In the past, "small family farm" was one of the vocational options on the census form. Go back 50 or 60 years ago and half the population of the U.S. was directly or indirectly involved in agriculture.  Today that figure is under 1%.  It has become such an incidental number that we now fall under the classification of "other."

During that time, we've allowed there to be a disconnect between the producers and consumers.  As roads and refrigeration improved, and chain grocery stores came into play, one by one, small family farms were pushed out because they couldn't compete.  Ultimately, it became about growing for price rather than the quality or integrity of the product.

Americans Need Small Family Farms

I believe our society has suffered as a direct result of the quality of the food that we've been consuming since commercial farms began to dominate agriculture.  I've read medical reports describing a 3,000% increase in kidney, liver, heart and cancer diseases; attention deficit disorder, autism and childhood obesity in the last 50 years, and I believe there's a direct correlation with the way we're eating and the health or lack thereof of our nation.

We have the opportunity to change this by voting with our dollars.  If we go and we buy our groceries at a big-box chain store, we're communicating that cheap food is most important.  The reality is we're going to pay now or we're going to pay later.

Health care costs in this country are coming at us like a tidal wave.  The way that we farm commercially and chemically today is much like our Western culture of medicine.

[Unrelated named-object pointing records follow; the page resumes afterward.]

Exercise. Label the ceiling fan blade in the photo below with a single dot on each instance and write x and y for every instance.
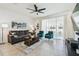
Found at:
(30, 9)
(42, 9)
(31, 12)
(41, 12)
(36, 8)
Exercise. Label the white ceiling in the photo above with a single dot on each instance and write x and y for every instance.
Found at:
(51, 8)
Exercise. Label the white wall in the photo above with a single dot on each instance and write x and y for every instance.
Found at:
(68, 27)
(7, 16)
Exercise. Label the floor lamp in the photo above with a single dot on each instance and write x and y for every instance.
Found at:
(3, 27)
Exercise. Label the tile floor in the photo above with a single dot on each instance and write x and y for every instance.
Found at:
(41, 48)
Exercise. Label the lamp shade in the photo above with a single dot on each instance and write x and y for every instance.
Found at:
(4, 25)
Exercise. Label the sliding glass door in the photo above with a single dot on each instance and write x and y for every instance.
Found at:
(56, 25)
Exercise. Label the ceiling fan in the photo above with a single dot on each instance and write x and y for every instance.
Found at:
(36, 9)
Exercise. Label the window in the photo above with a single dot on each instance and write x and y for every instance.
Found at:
(56, 25)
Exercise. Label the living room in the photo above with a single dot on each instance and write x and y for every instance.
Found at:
(29, 28)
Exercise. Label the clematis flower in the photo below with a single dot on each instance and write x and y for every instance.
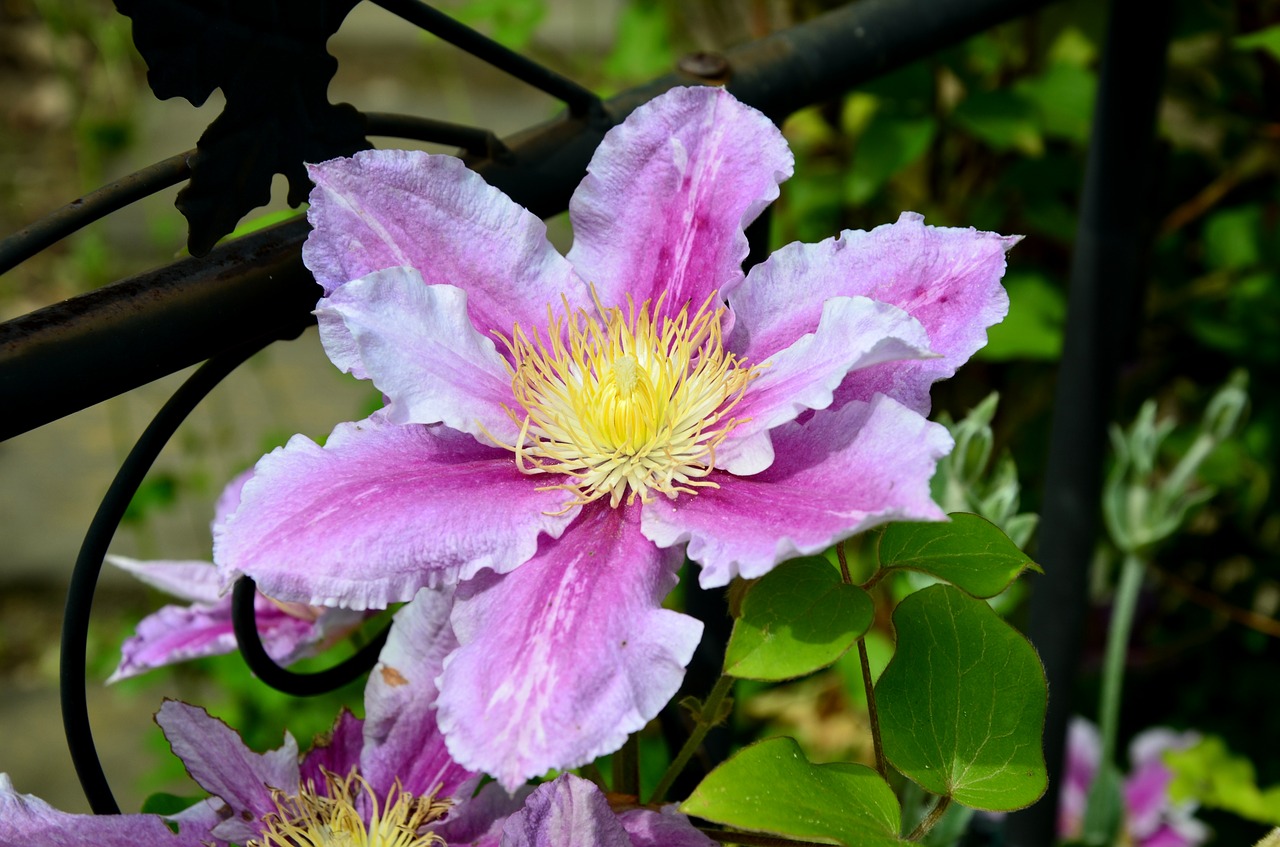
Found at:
(289, 631)
(562, 430)
(385, 781)
(1151, 819)
(27, 820)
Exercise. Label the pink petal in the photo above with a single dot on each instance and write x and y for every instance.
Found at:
(192, 581)
(1146, 788)
(417, 346)
(835, 475)
(854, 333)
(479, 822)
(337, 752)
(667, 828)
(379, 512)
(229, 499)
(1083, 750)
(668, 195)
(220, 763)
(947, 279)
(30, 822)
(568, 654)
(401, 737)
(398, 207)
(181, 633)
(567, 811)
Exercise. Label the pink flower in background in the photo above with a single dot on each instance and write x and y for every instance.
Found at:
(289, 631)
(1151, 819)
(562, 430)
(385, 779)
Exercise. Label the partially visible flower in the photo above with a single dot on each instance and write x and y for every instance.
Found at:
(1151, 819)
(385, 781)
(562, 430)
(289, 631)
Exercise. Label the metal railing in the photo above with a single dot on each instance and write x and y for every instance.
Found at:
(243, 294)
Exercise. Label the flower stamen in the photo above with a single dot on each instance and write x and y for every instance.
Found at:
(622, 406)
(333, 818)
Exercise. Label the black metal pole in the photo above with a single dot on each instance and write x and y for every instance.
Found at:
(88, 564)
(1102, 320)
(300, 685)
(69, 356)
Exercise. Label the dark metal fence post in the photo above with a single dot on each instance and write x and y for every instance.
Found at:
(1102, 319)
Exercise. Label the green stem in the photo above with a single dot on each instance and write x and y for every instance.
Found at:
(932, 819)
(844, 563)
(755, 839)
(590, 770)
(1114, 664)
(705, 720)
(626, 768)
(872, 715)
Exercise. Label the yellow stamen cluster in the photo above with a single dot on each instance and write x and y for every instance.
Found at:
(333, 818)
(622, 406)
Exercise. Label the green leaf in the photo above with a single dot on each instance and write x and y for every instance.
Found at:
(772, 787)
(798, 619)
(1267, 40)
(1063, 96)
(1004, 119)
(1217, 778)
(961, 704)
(167, 804)
(1033, 329)
(969, 552)
(887, 145)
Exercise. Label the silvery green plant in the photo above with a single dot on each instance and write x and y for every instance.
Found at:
(968, 481)
(1142, 506)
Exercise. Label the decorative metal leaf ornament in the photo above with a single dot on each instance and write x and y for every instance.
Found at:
(269, 59)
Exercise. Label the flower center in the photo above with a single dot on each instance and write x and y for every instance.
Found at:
(333, 818)
(622, 406)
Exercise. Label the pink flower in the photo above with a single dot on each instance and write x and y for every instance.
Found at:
(289, 631)
(562, 430)
(385, 779)
(1151, 819)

Go to the doctor for strep throat and you'll be prescribed an antibiotic. We're constantly treating the symptom.

Chemical farming operates much the same way.  Agriculture students are given a book with a picture of a healthy plant and a picture of an unhealthy plant.  If it has this particular disease, they're taught, here's the chemical to get rid of it.

Eastern culture, from a medical standpoint, gets your body in balance so you can defend against strep throat in the first place.  I think that how we spend our dollars and who we spend them with can communicate where we, as a society, think the emphasis should be.

When we work with small family farms, we can reestablish the connection that we've lost the last 60 years and communicate what's important to us: environmentally friendly practices like rebuilding nutrients in the soil and a socially responsible approach like farming for flavor and nutrition.

What You Can Do

As the consumer, go to a farmer's market, reconnect with your farmer and communicate that how the product is grown is important to you and that you are willing to pay a little bit more for it.  The reality is, that's the missing piece in the sustainable equation – the small family farm has to have enough customers to be able to survive.

Small family farms were once the backbone of this country.  Our numbers reached a historic low two years ago but have since ticked slightly upward.  Hopefully this is the sign of a new trend.  There is still a place in society for the small family farm and I think it's critical for us, even if you aren't directly involved in agriculture, to recognize its impact on each of our lives and support the reconnection between producer and consumer.

And, remember, it's as much about what you support as what you don't.

Farmer Lee Jones is the co-owner of the The Chef's Garden in Huron, Ohio, a family-owned farm that practices sustainable farming of specialty vegetables for some of the country's most heralded kitchens. He was the first farmer ever to judge Food Network's "Iron Chef America."